"I'm single -- my parents would just get my property." "My spouse and kids would automatically be my heirs." "I'm not rich; I don't need one."
Actually, many people who think they don't need a will should think again: Legal experts recommend that anyone who owns assets, no matter how small, should draft a will. If you die "intestate," or without one, the state determines who gets your property and under what conditions -- and those conditions may not be exactly what you had wanted, or what your heirs may need.
"Wills are not just for the wealthy," says Kathryn Venturatos Lorio, a Loyola Law School professor and co-author of Louisiana Succession and Donations: Materials and Cases and Louisiana Civil Law Treatise: Successions and Donations. "All the law has is what [lawmakers] think most people want, based on a traditional family structural theme. You may not have that family structural theme. If that's not what you want, you need a will.

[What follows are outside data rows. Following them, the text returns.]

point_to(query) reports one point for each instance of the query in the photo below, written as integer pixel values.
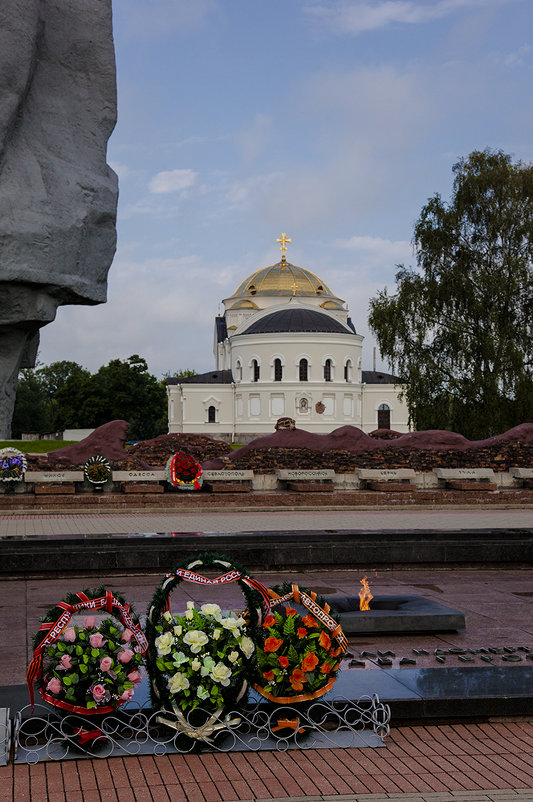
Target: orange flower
(272, 644)
(309, 662)
(297, 679)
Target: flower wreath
(202, 659)
(97, 470)
(13, 465)
(300, 656)
(91, 669)
(184, 471)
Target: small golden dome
(283, 279)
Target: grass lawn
(35, 446)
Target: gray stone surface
(57, 194)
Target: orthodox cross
(283, 239)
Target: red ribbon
(55, 628)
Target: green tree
(458, 329)
(32, 411)
(123, 389)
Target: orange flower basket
(300, 657)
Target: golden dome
(283, 279)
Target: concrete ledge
(285, 550)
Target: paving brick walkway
(453, 762)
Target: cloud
(172, 181)
(344, 16)
(377, 251)
(254, 139)
(146, 19)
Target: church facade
(285, 346)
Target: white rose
(178, 682)
(195, 638)
(221, 673)
(247, 646)
(230, 623)
(164, 643)
(210, 609)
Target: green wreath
(175, 663)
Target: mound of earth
(157, 451)
(348, 448)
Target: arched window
(383, 416)
(348, 370)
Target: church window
(348, 370)
(383, 416)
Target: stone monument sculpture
(58, 196)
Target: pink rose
(69, 634)
(125, 656)
(106, 663)
(98, 692)
(54, 685)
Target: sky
(330, 120)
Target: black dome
(297, 320)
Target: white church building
(285, 346)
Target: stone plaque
(464, 473)
(227, 476)
(138, 476)
(295, 475)
(522, 473)
(386, 474)
(53, 476)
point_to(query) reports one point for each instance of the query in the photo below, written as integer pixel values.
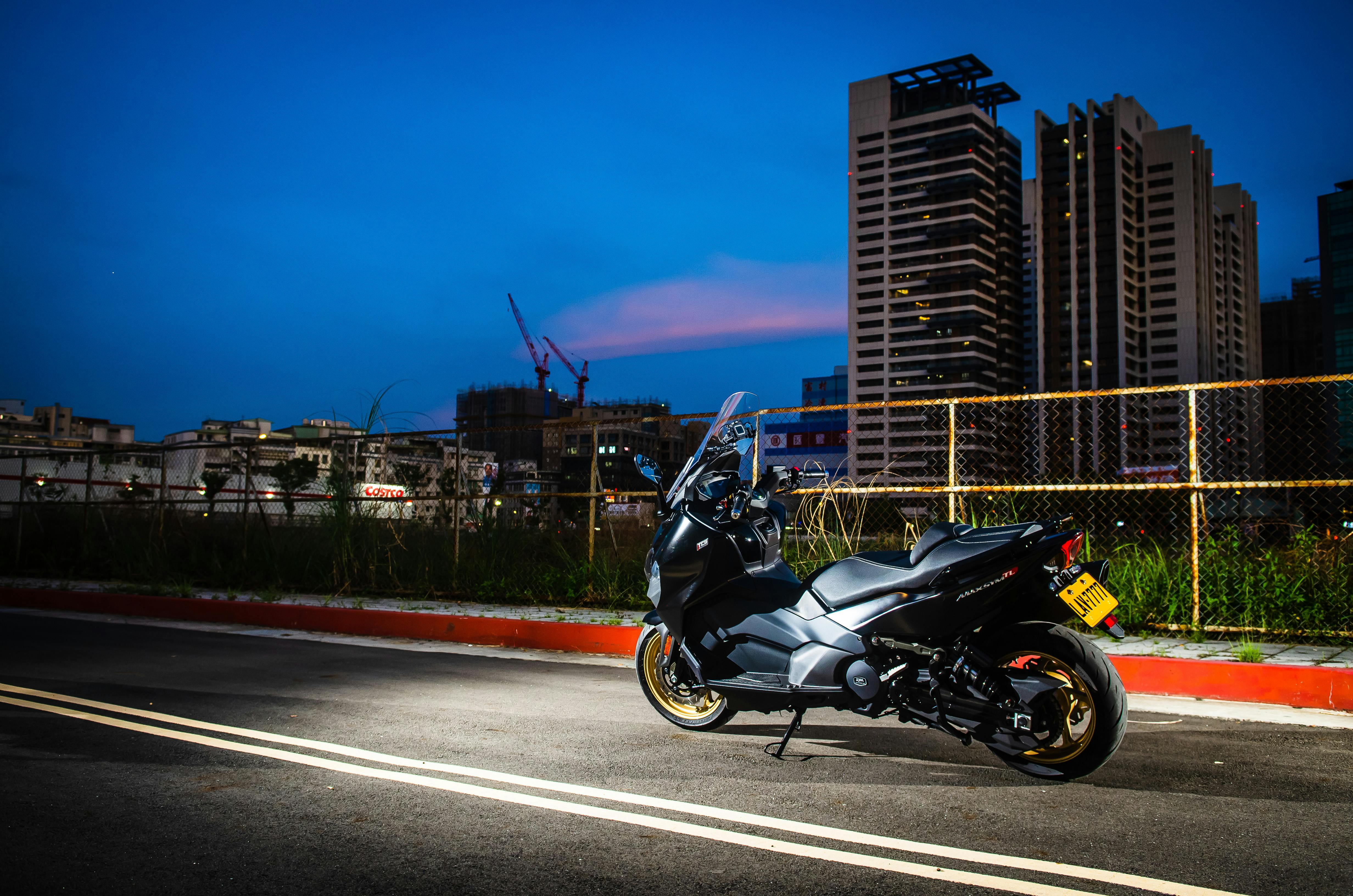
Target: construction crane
(580, 377)
(542, 362)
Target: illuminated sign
(377, 491)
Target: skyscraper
(935, 217)
(1148, 277)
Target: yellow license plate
(1091, 600)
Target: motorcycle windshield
(734, 407)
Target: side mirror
(648, 469)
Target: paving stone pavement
(1133, 646)
(1226, 652)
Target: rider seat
(942, 546)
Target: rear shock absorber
(973, 668)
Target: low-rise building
(57, 427)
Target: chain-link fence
(1222, 505)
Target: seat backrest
(937, 535)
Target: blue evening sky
(266, 209)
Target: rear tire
(691, 709)
(1092, 707)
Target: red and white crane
(580, 377)
(542, 360)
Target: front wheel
(1084, 719)
(683, 704)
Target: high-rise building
(1336, 221)
(1294, 419)
(1293, 332)
(935, 214)
(1030, 287)
(1147, 275)
(826, 390)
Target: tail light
(1072, 549)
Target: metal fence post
(18, 536)
(455, 516)
(85, 523)
(953, 466)
(164, 467)
(757, 450)
(244, 499)
(592, 503)
(1193, 500)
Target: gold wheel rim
(1075, 715)
(697, 706)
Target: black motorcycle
(960, 634)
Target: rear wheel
(1084, 719)
(681, 703)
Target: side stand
(789, 733)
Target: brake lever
(738, 505)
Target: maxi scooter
(960, 634)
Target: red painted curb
(582, 638)
(1307, 687)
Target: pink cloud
(734, 304)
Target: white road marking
(753, 841)
(636, 799)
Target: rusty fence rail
(1222, 504)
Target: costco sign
(377, 491)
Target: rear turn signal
(1111, 626)
(1072, 547)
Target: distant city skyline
(263, 213)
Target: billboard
(804, 439)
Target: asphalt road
(91, 807)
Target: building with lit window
(1148, 275)
(935, 252)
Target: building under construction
(509, 405)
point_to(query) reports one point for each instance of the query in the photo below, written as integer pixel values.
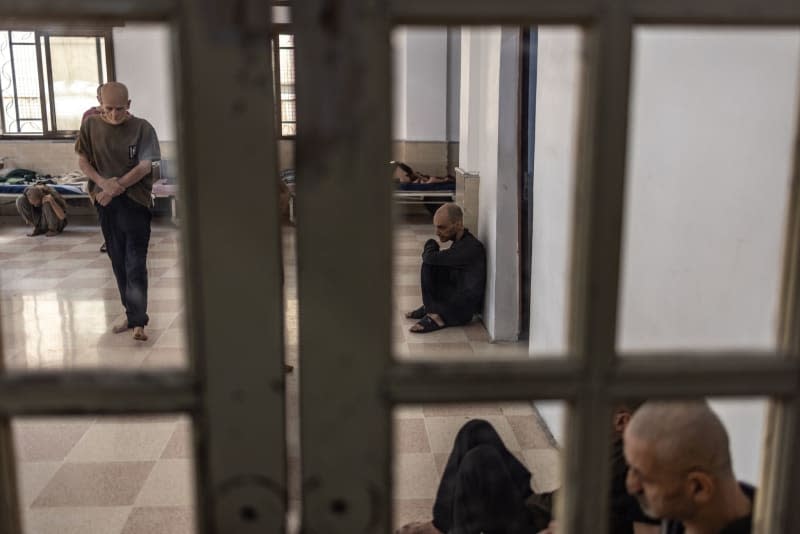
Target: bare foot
(121, 326)
(138, 333)
(418, 527)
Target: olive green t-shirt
(115, 149)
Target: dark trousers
(126, 229)
(484, 487)
(441, 295)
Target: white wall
(142, 56)
(453, 82)
(558, 77)
(712, 126)
(489, 125)
(420, 84)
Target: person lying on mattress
(406, 175)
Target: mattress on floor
(442, 186)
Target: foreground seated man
(43, 208)
(485, 489)
(453, 280)
(680, 470)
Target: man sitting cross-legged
(453, 280)
(680, 470)
(485, 489)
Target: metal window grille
(234, 389)
(32, 99)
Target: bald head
(113, 90)
(452, 211)
(683, 435)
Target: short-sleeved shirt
(115, 149)
(743, 525)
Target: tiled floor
(133, 475)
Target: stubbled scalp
(686, 435)
(453, 211)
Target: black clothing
(453, 280)
(485, 488)
(126, 229)
(743, 525)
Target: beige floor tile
(415, 476)
(410, 510)
(32, 478)
(518, 408)
(48, 439)
(88, 520)
(474, 410)
(486, 350)
(545, 464)
(437, 350)
(128, 441)
(408, 412)
(166, 358)
(410, 435)
(446, 335)
(95, 484)
(179, 445)
(160, 520)
(442, 431)
(529, 432)
(171, 483)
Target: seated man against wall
(44, 209)
(453, 280)
(681, 470)
(485, 489)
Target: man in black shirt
(485, 489)
(680, 469)
(453, 280)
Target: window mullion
(777, 510)
(596, 264)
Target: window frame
(45, 73)
(238, 415)
(281, 29)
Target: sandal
(427, 324)
(419, 313)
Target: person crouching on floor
(43, 208)
(453, 280)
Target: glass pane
(457, 139)
(106, 474)
(59, 298)
(23, 37)
(288, 128)
(285, 40)
(713, 130)
(7, 84)
(27, 79)
(437, 445)
(287, 66)
(75, 79)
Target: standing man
(116, 151)
(680, 470)
(453, 280)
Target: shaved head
(113, 90)
(685, 435)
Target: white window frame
(234, 390)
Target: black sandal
(419, 313)
(428, 325)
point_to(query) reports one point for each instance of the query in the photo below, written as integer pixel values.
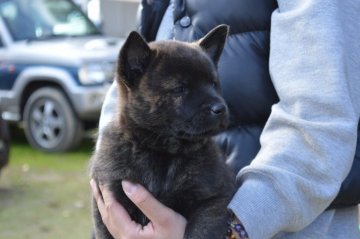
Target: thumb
(147, 203)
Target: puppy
(169, 107)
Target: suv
(55, 69)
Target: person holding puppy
(294, 96)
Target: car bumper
(88, 101)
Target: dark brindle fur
(169, 107)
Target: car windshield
(43, 19)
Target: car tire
(50, 122)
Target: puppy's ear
(213, 42)
(133, 60)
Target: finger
(116, 213)
(97, 195)
(150, 206)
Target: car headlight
(96, 73)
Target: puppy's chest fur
(181, 179)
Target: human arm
(308, 144)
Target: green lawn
(45, 196)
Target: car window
(42, 19)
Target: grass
(45, 196)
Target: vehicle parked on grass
(4, 143)
(55, 68)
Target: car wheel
(50, 122)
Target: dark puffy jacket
(243, 70)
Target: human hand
(164, 222)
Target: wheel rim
(47, 124)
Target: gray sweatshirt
(308, 144)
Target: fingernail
(129, 188)
(93, 184)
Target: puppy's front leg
(209, 221)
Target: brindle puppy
(170, 105)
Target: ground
(45, 196)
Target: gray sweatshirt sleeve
(308, 144)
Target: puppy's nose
(218, 109)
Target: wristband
(235, 229)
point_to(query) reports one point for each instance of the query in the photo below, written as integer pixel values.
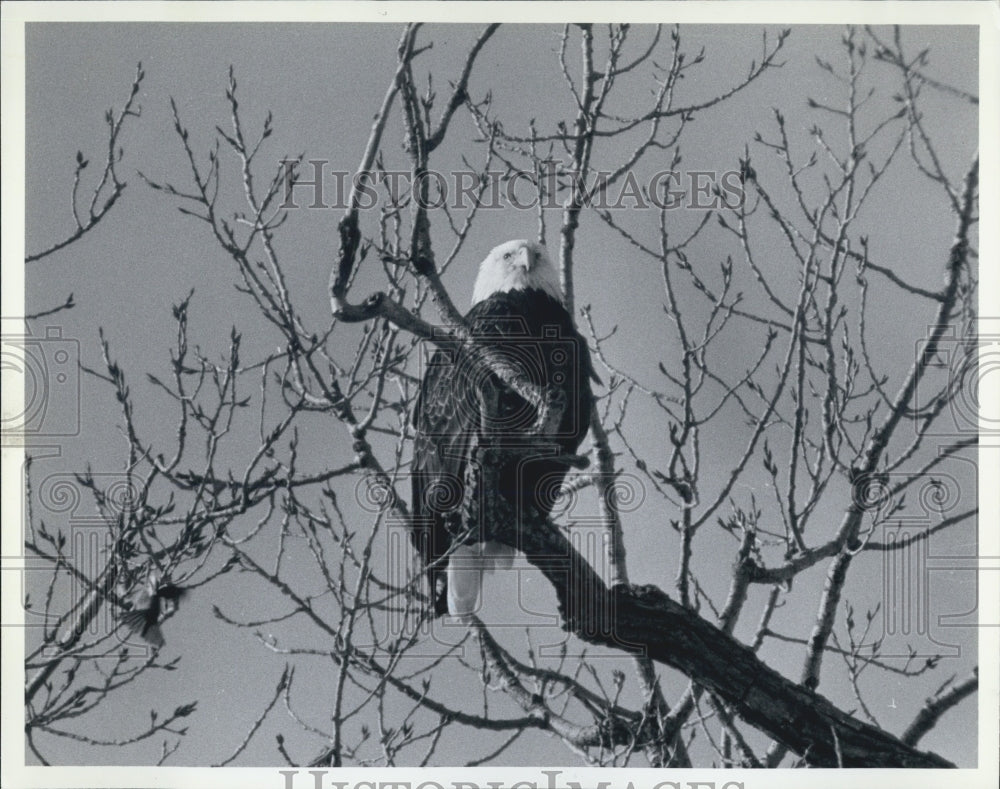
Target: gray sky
(323, 83)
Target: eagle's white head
(516, 265)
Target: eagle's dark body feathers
(533, 330)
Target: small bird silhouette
(151, 605)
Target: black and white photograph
(537, 395)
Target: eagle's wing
(446, 416)
(536, 332)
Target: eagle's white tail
(466, 566)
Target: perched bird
(151, 605)
(518, 313)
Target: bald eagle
(517, 310)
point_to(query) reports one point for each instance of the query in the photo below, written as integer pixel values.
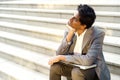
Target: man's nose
(71, 19)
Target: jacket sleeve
(93, 51)
(64, 46)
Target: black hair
(87, 15)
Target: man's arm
(92, 54)
(88, 59)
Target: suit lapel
(87, 37)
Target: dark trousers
(72, 73)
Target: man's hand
(56, 59)
(70, 28)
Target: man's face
(74, 21)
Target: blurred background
(31, 31)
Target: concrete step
(33, 31)
(111, 28)
(104, 16)
(63, 4)
(38, 45)
(111, 44)
(32, 41)
(33, 61)
(12, 71)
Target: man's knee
(77, 72)
(55, 68)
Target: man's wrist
(62, 57)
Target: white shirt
(79, 41)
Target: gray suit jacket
(91, 52)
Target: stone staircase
(30, 33)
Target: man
(81, 45)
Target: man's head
(83, 19)
(87, 15)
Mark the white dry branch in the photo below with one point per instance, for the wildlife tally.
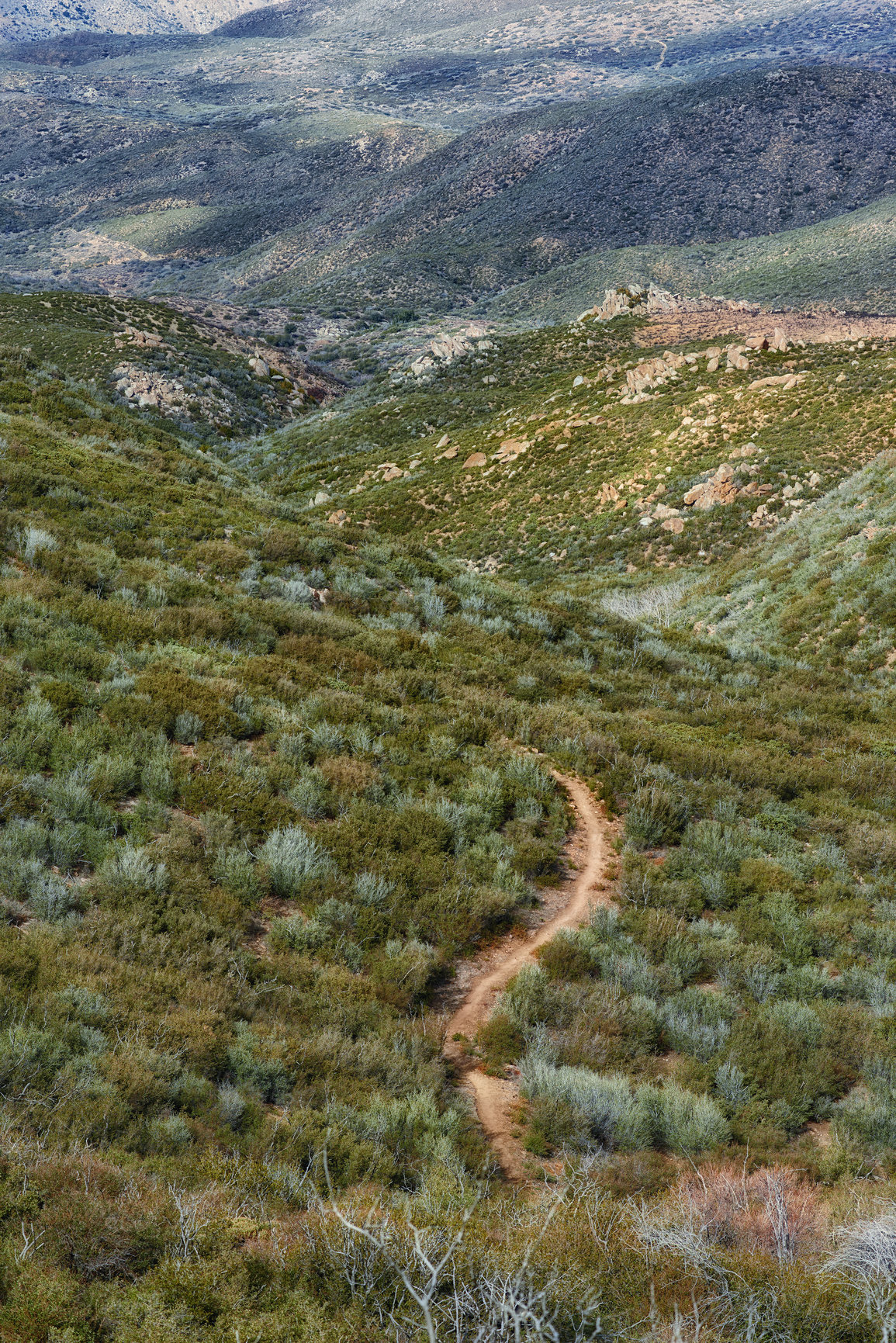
(653, 604)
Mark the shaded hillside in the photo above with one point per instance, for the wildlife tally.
(330, 207)
(846, 262)
(728, 159)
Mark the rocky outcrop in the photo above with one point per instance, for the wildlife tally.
(653, 301)
(445, 349)
(719, 489)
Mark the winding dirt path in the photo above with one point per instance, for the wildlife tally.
(590, 858)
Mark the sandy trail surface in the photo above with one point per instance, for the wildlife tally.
(590, 860)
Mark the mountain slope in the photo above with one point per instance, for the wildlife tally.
(29, 20)
(532, 191)
(265, 773)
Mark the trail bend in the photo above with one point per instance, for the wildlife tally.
(590, 860)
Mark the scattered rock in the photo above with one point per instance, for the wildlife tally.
(510, 449)
(785, 380)
(132, 336)
(718, 489)
(762, 517)
(622, 301)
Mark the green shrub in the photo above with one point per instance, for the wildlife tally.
(295, 861)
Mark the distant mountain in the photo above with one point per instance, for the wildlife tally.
(29, 20)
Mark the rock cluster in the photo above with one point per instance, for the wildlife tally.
(445, 349)
(650, 301)
(147, 340)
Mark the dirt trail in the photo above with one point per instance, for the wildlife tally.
(590, 852)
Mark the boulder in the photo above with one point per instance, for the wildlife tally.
(718, 489)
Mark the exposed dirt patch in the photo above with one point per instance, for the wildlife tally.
(590, 861)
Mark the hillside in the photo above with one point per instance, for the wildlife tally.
(844, 262)
(268, 775)
(31, 20)
(363, 211)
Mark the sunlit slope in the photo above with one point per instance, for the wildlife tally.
(536, 453)
(821, 591)
(848, 262)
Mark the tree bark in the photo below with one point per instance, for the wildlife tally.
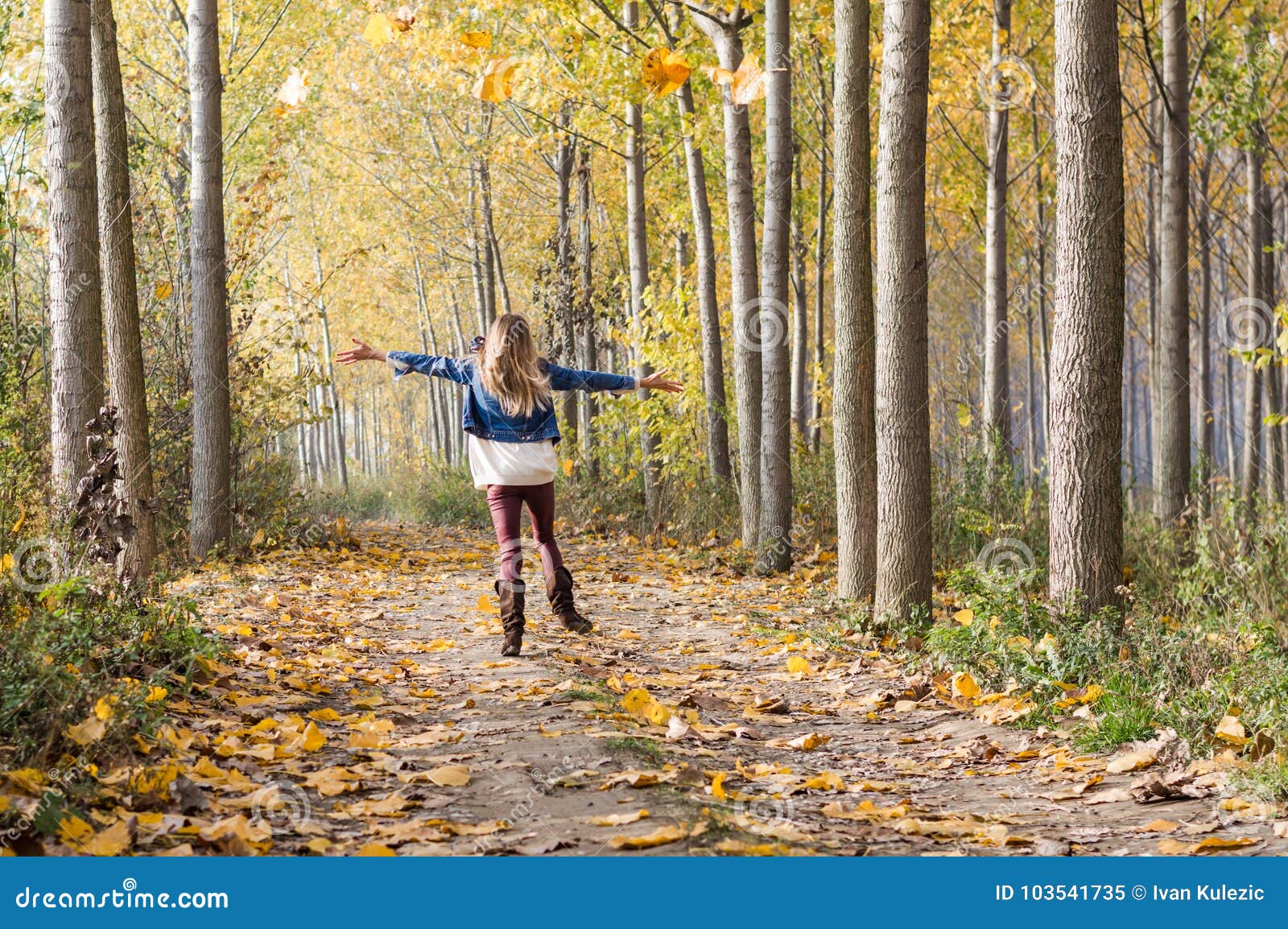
(637, 242)
(708, 304)
(776, 444)
(902, 377)
(75, 307)
(120, 291)
(1172, 436)
(853, 416)
(1088, 341)
(212, 415)
(997, 371)
(740, 199)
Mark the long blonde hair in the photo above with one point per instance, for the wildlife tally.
(510, 367)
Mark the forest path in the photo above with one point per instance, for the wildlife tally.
(367, 709)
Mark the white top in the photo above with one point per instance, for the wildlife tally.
(514, 464)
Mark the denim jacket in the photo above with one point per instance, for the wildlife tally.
(483, 415)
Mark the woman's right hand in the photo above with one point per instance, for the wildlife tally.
(364, 352)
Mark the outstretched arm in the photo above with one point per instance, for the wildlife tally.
(401, 362)
(572, 379)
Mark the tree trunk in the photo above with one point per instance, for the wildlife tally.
(708, 306)
(776, 444)
(75, 308)
(212, 415)
(1203, 328)
(997, 373)
(637, 242)
(120, 291)
(1251, 326)
(1088, 341)
(1172, 437)
(902, 378)
(740, 199)
(853, 411)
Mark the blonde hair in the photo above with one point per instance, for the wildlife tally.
(510, 367)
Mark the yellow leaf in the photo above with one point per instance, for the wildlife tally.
(663, 835)
(313, 737)
(663, 71)
(1232, 731)
(799, 665)
(618, 819)
(380, 30)
(496, 83)
(749, 81)
(450, 776)
(88, 731)
(965, 686)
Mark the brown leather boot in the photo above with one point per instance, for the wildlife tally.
(510, 593)
(559, 590)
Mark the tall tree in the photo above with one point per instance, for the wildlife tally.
(997, 371)
(708, 307)
(75, 307)
(776, 448)
(212, 414)
(725, 34)
(1172, 435)
(1088, 341)
(637, 242)
(854, 411)
(120, 290)
(902, 360)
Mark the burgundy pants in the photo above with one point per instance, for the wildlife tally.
(506, 504)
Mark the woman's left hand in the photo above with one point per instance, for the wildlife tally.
(660, 382)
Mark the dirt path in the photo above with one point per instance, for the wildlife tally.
(367, 709)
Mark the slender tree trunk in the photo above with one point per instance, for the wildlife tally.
(708, 304)
(75, 308)
(586, 304)
(1172, 457)
(997, 371)
(902, 377)
(1088, 343)
(120, 291)
(1253, 325)
(740, 199)
(637, 242)
(776, 444)
(212, 414)
(1202, 330)
(853, 410)
(800, 315)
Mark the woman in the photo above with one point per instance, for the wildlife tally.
(510, 419)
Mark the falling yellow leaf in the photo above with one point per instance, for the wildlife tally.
(799, 665)
(450, 776)
(1232, 732)
(663, 71)
(496, 83)
(663, 835)
(380, 30)
(618, 819)
(295, 90)
(965, 686)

"Anybody who wants to do something different than what we call the default rules, or intestate rules, should consider a will," she says. "Anybody with a big enough estate to be concerned about tax issues might want to consider a will. Anybody who has, perhaps, a disabled child and wants to make accommodations for that child -- or young children, and wants to put things in trust to make sure they're administered in a certain way -- may want to consider a will."
Lorio suggests that those who don't currently have a will, and think they don't need one, read the state's intestate rules to learn exactly how their assets would be distributed and to whom. Many people would be surprised to find the state's guidelines for distributing property might not correspond with their intentions.
Writing a will could, for example, decrease the tax burden on a person's heirs, ensure that all desired recipients receive a share of one's assets, or set guidelines on how property is awarded to minors. "You could make sure the distributions to the kids are over a period of time, so a 16-year-old doesn't get a huge wad all of a sudden," Lorio says. "People should at least educate themselves on what the default rules are, and if they don't want exactly the default rules, it's worth writing something that deviates from them."
In the case of an unmarried person with no children, the estate would go to siblings and parents, or nieces and nephews, Lorio says. "If you have a significant other, that person's not going to be included at all."
If a person writes a legally valid will in another state and moves to Louisiana, the will would be honored here, she says. One exception is Louisiana's "forced heirship" law, a provision in which a certain class of heirs may claim a portion of the estate. Forced heirs include children under 24, mentally or physically handicapped children, and in some cases, grandchildren. The surviving spouse is not a forced heir. If a person writes a will in another state without including forced heirs, they would be taken into account under Louisiana law.
Experts say parents with young children should especially consider it important to write a will, taking all foreseeable future events into account. Property left to a young child is managed by a "tutrix," or guardian, usually the child's other parent. The decedent might want to choose another person to manage the child's inheritance or name a secondary tutrix in the event that the original tutrix dies.
A person can also write survivorship provisions into his or her will, Lorio says. "Let's say I don't have any forced heirs; I want to leave everything to my husband, and he wants to leave everything to me.
"If we're in an accident together and he happens to survive me by five minutes, all my estate would go to him if I wrote such a will. It would then ultimately go to whomever his heirs are. So it could be that all of his family gets my property. Instead, I could write a survivorship provision that says he only gets it if he survives me by six months. That way, my estate would go to my second-choice people instead of his family." While the resources are available for those who want to write a will without the aid of an attorney, Lorio cautions that it's best to have a lawyer give your will at least a once-over. "There is a 'simple form,' where you just write it, date it and sign it with your own hand," she says. "The problem with that, in most of the cases that end up in court later, is [the decedent] didn't know all the substantive rules, which created a problem. So that's why it's best to run it by an attorney."